Le Monde puzzle [#815]
The last puzzle was as follows:
Take a card stack with 32 cards and divide it into five non-empty piles. A move consists in doubling a pile size by taking card from a single and larger pile. Is it possible to recover the original stack by repeatedly using moves? Same question for 100 cards and five piles.
I first defined a recursive R function to check if this was obvious:
destock=function(stock){ vale=FALSE if (max(stock)==32){ #success vale=TRUE}else{ #empty piles must remain empty i0=min((1:4)[stock[1:4]>0]) for (i in i0:4){ for (j in (i+1):5){ stuck=stock stuck[i]=2*stock[i] #doubling stuck[j]=stuck[j]-stock[i] #borrowing stuck=sort(stuck) vale=vale||destock(stuck) if (vale) break() } if (vale) break() }} return(vale) }
Then I launched the R code with random starting values:
stack=sample(1:5,27,rep=TRUE) stock=rep(1,5) for (i in 1:5) stock[i]=1+sum(stack==i) stock=sort(stock)

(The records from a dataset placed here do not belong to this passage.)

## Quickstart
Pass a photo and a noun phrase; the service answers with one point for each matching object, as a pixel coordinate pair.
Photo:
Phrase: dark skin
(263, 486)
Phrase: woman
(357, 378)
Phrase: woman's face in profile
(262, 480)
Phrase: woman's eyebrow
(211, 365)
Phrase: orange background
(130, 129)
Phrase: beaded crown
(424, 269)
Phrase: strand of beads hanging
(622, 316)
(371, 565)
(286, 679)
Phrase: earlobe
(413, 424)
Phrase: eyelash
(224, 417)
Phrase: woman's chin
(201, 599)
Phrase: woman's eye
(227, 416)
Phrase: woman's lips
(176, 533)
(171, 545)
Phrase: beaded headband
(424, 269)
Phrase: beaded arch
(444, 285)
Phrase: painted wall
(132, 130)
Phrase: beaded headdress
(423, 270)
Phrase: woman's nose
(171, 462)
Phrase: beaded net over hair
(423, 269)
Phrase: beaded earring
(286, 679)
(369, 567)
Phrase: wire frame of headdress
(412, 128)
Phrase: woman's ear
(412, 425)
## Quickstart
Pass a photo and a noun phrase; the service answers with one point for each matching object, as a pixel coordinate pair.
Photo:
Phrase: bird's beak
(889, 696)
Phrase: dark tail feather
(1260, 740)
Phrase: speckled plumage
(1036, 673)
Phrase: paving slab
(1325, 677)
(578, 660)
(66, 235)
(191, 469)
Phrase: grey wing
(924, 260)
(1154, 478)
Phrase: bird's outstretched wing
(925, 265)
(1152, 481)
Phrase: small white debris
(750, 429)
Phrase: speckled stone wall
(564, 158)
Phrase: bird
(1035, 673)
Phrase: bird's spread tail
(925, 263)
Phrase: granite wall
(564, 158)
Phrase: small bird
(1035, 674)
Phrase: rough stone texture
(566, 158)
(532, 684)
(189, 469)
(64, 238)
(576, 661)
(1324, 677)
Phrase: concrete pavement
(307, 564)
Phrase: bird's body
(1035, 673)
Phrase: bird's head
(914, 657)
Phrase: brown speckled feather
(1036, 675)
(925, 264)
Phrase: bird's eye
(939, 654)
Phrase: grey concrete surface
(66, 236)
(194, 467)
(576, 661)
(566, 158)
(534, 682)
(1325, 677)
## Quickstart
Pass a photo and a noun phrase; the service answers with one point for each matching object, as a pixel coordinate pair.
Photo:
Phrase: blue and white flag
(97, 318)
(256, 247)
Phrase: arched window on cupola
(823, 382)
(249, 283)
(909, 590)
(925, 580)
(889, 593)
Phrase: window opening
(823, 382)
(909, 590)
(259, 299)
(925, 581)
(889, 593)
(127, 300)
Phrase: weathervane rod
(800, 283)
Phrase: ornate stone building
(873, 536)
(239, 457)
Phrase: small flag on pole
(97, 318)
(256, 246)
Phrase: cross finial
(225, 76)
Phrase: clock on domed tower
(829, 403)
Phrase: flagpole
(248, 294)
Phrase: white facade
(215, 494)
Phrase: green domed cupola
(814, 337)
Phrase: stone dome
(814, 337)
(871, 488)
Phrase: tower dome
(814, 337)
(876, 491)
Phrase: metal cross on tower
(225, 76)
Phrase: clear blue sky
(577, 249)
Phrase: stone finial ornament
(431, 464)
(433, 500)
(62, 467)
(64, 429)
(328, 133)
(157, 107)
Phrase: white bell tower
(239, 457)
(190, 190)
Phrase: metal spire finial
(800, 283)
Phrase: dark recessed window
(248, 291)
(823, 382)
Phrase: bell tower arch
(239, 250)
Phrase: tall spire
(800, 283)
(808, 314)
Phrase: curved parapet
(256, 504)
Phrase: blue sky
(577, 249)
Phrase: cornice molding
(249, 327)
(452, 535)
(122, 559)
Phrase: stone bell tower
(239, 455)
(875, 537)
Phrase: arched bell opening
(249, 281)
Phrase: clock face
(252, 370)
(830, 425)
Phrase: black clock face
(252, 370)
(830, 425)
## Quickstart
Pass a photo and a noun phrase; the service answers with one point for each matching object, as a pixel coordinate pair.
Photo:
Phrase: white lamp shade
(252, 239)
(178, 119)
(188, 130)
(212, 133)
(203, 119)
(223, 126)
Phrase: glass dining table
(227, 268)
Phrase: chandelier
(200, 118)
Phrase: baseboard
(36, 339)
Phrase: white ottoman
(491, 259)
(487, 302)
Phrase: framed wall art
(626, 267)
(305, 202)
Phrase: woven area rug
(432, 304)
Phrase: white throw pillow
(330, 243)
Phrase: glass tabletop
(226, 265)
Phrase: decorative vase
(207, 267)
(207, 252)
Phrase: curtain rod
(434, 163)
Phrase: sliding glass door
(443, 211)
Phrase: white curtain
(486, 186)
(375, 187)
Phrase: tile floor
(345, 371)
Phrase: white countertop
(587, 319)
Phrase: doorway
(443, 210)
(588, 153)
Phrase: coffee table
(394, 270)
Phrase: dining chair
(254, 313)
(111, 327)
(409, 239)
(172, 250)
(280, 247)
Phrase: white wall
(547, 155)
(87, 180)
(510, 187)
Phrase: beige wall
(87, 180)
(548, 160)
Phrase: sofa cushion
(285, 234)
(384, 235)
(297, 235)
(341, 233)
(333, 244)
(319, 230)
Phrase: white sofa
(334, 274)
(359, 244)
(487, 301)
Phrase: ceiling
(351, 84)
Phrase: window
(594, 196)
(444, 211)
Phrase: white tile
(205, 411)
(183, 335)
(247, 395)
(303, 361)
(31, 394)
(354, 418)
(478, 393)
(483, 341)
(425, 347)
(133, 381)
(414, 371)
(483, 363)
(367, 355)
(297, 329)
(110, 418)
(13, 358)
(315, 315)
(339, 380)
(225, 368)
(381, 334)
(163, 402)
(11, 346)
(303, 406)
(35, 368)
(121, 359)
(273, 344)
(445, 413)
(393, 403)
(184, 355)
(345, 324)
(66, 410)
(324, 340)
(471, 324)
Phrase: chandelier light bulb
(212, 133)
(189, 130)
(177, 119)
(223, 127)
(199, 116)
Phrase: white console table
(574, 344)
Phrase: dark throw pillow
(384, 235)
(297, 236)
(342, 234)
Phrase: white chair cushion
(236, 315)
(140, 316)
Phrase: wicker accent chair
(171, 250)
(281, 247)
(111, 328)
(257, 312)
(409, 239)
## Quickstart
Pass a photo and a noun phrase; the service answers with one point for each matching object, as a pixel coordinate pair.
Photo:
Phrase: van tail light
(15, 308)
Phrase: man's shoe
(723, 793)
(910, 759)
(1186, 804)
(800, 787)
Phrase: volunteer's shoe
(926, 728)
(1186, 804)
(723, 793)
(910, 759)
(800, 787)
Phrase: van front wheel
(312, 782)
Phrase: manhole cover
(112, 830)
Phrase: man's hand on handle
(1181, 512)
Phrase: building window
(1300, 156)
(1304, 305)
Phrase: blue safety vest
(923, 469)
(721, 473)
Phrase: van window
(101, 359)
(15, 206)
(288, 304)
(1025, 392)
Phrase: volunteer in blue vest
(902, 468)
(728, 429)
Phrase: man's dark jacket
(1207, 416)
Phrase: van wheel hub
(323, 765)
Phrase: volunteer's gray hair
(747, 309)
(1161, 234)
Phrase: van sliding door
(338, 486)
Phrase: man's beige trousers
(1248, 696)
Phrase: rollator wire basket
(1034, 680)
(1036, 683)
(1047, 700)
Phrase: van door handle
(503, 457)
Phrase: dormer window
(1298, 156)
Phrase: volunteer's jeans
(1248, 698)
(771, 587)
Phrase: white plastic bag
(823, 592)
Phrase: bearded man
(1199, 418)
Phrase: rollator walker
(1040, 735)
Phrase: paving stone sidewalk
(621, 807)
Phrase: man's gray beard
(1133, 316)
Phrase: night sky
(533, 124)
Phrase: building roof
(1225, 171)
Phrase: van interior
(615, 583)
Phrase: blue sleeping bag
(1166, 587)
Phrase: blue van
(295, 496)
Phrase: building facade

obtaining either a solution or “infinite recursion” warnings. In the first case, getting a sequence like
> destock(stock) [1] 5 5 7 7 8 [1] 0 7 7 8 10 [1] 0 0 8 10 14 [1] 0 0 2 14 16 [1] 0 0 4 12 16 [1] 0 0 8 8 16 [1] 0 0 0 16 16 [1] 0 0 0 0 32 [1] TRUE
and, in the second, observing an infinite cycle like
> destock(stock) [1] 3 4 7 8 10 [1] 1 6 7 8 10 [1] 2 5 7 8 10 [1] 3 4 7 8 10 [1] 1 6 7 8 10 [1] 2 5 7 8 10 [1] 3 4 7 8 10 [1] 1 6 7 8 10 Error: evaluation nested too deeply: infinite recursion / options(expressions=)?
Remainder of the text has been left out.